O nervo vago é um mediador importante do comportamento de doença, responde aos níveis periféricos de serotonina e tem sido implicado na fisiopatologia da síndrome da fadiga crônica. Embora o circuito preciso pelo qual o nervo vago está envolvido no desenvolvimento da COVID longa permaneça incerto, os neurônios sensoriais podem emergir como um elemento importante na transmissão do efeito da inflamação viral periférica para o cérebro.
Quais as aplicações práticas deste estudo?
As descobertas dos pesquisadores indicam possíveis alvos para intervenções clínicas voltadas para a prevenção e tratamento da COVID longa. Os modelos animais demonstram que os níveis de serotonina podem ser restaurados e o comprometimento da memória revertido por meio de suplementação de precursores ou tratamento com ISRSs.
Embora a eficácia desses medicamentos na COVID-19 aguda tenha sido objeto de debate, nenhuma exploração sistemática em indivíduos com COVID longa foi realizada até o momento.

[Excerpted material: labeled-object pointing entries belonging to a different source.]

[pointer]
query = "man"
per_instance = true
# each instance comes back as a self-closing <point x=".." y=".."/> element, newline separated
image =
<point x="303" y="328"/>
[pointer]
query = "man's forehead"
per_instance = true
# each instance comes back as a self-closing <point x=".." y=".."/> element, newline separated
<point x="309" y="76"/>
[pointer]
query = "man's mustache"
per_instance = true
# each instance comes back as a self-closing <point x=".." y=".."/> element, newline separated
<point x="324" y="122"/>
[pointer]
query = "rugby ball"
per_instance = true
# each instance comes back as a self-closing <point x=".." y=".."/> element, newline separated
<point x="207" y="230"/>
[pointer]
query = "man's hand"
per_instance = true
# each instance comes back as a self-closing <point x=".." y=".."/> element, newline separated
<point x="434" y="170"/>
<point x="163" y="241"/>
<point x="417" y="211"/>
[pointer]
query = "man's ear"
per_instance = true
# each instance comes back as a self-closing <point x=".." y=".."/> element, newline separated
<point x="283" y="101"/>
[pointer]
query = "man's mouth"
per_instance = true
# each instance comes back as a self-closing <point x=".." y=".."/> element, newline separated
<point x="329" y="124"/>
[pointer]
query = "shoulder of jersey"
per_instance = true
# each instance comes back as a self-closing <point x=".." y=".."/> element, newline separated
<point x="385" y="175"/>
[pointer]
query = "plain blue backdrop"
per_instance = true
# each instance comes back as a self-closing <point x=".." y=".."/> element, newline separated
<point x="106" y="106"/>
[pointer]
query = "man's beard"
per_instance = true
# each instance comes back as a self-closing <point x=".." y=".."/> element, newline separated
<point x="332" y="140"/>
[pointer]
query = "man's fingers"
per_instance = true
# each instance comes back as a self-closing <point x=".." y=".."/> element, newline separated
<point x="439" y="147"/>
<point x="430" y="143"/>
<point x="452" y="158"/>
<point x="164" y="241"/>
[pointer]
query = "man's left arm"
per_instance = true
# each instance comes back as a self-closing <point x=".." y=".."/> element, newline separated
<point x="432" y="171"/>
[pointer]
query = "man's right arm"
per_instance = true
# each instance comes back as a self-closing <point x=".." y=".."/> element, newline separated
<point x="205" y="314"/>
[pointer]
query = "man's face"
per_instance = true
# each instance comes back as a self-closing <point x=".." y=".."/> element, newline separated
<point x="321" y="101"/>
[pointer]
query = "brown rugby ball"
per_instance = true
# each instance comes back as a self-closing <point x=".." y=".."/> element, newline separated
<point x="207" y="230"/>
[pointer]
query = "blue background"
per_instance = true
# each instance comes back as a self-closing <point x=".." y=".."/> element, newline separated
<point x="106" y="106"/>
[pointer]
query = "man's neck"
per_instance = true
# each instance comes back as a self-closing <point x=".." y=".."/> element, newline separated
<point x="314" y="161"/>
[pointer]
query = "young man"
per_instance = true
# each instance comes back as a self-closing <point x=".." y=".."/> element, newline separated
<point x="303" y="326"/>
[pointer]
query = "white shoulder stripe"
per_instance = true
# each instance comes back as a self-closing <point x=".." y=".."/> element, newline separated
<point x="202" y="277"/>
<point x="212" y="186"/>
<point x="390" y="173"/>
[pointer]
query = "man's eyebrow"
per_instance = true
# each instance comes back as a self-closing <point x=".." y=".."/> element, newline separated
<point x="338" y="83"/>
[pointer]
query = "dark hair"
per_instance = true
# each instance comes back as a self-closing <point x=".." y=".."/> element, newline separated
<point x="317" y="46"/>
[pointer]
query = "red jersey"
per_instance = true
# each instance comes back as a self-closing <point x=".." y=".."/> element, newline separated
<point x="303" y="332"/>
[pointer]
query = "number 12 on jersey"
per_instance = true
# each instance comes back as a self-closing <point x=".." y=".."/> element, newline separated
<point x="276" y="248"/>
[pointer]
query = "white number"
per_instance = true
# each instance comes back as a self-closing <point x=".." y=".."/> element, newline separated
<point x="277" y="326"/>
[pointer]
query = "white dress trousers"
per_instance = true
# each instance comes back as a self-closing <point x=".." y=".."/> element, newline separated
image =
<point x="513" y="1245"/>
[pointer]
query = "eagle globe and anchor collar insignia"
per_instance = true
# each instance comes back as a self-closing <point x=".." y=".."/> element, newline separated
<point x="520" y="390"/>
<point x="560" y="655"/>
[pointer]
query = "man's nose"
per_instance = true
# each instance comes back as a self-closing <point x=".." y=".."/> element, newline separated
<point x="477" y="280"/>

O estudo, juntamente com descobertas recentes que relacionam a depressão ao comprometimento cognitivo na COVID longa e o efeito dos ISRSs na atividade do nervo vago, indica que mais estudos devem ser realizados a respeito do papel da serotonina na prevenção ou tratamento de manifestações neurocognitivas.
Assim como qualquer estudo, há limitações que precisam ser destacadas. O grau de redução de serotonina, por exemplo, é variável. Essa variação é observada nos grupos analisados no estudo, de acordo com o modo de recrutamento, número de sintomas e grau de gravidade da doença. Dessa forma, são necessários estudos com uma amostra maior para confirmar os achados.